Histoire d’une griserie de haschich

Marseille, 29 juillet. A sept heures du soir, après une longue hésitation, pris du haschich. Dans la journée j’avais été à Aix. Avec la certitude absolue, dans cette ville de plusieurs centaines de milliers d’habitants, où personne ne me connaît, de ne pouvoir être dérangé, je m’allonge sur le lit. Et alors je suis dérangé par un petit enfant qui pleure. Je pense que trois quarts d’heure se sont écoulés. Mais ce ne sont en fait que vingt minutes… Ainsi je suis étendu sur le lit ; je lis et fume. En face de moi toujours cette vue sur le ventre de Marseille. LA rue que j’ai vue si souvent est comme une entaille faite au couteau.
Je finis par quitter l’hôtel, il me semblait que l’effet était inexistant ou qu’il allait être si faible que je pouvais renoncer au projet de rester à la maison. Première station, le café à l’angle de la Canebière et du cours Belsunce.
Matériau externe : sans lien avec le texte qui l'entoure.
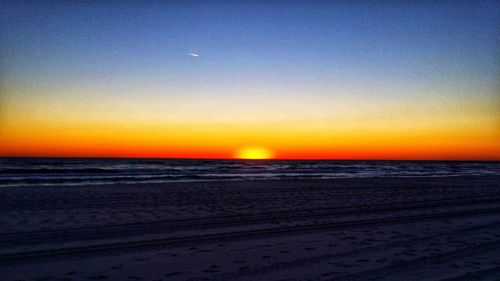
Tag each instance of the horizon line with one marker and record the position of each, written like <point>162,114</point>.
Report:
<point>240,159</point>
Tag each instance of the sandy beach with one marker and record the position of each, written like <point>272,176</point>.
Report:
<point>426,228</point>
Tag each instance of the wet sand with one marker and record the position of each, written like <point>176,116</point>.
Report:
<point>345,229</point>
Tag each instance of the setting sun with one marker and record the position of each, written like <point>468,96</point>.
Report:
<point>254,153</point>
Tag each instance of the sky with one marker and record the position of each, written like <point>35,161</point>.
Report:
<point>302,79</point>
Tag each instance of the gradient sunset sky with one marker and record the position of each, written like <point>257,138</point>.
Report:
<point>305,79</point>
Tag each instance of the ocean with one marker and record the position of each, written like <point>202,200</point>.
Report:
<point>93,171</point>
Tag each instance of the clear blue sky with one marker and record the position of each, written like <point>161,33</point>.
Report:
<point>322,56</point>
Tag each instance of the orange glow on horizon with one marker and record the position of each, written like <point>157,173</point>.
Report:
<point>254,153</point>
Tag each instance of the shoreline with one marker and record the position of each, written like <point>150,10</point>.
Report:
<point>390,228</point>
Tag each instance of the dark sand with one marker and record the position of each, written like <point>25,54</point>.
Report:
<point>344,229</point>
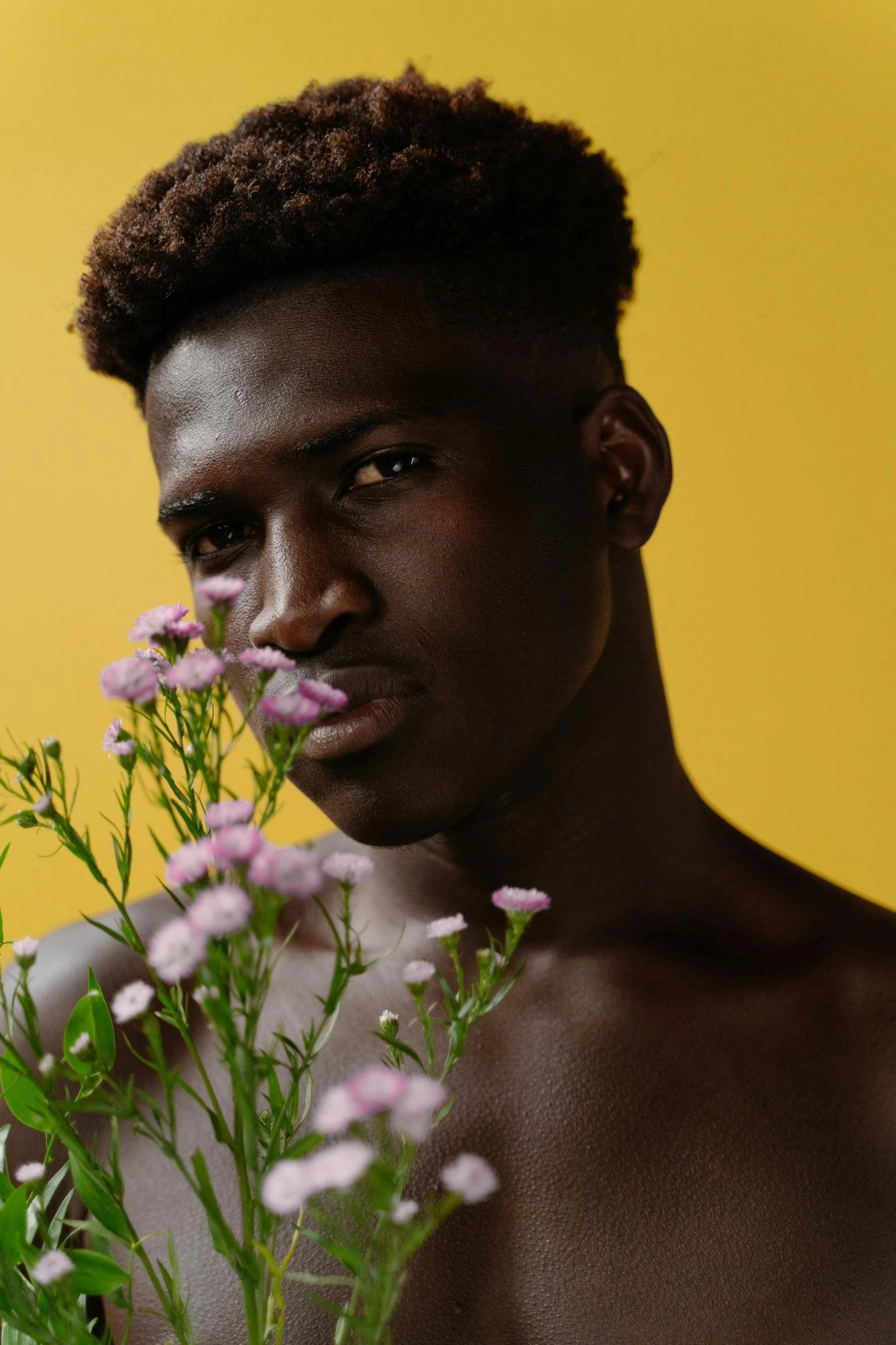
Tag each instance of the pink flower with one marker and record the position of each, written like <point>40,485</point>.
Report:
<point>229,813</point>
<point>156,623</point>
<point>190,864</point>
<point>328,697</point>
<point>414,1113</point>
<point>348,868</point>
<point>418,973</point>
<point>288,1185</point>
<point>129,680</point>
<point>294,709</point>
<point>221,588</point>
<point>132,1001</point>
<point>236,845</point>
<point>335,1112</point>
<point>403,1211</point>
<point>341,1165</point>
<point>378,1089</point>
<point>197,670</point>
<point>268,660</point>
<point>218,911</point>
<point>51,1267</point>
<point>186,630</point>
<point>447,927</point>
<point>292,1181</point>
<point>471,1177</point>
<point>520,899</point>
<point>30,1173</point>
<point>175,950</point>
<point>113,745</point>
<point>290,871</point>
<point>153,657</point>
Vu du port, celui de droite, c’est-à-dire pas mon café habituel. A présent ? Seulement une certaine bienveillance, l’espoir de voir des gens vous aborder aimablement. Le sentiment de solitude sse perd bien vite. Ma canne commence à me donner une joie particulière. On devient si délicat : on craint qu’une ombre tombant sur le papier puisse l’abîmer. – LE dégoût cesse. On lit les écriteaux sur les vespasiennes. Je ne serais pas étonné de voir untel ou untel s’avancer vers moi. Mais qu’ils ne le fassent pas m’est également indifférent. Il y a tout de même trop de bruit pour moi ici.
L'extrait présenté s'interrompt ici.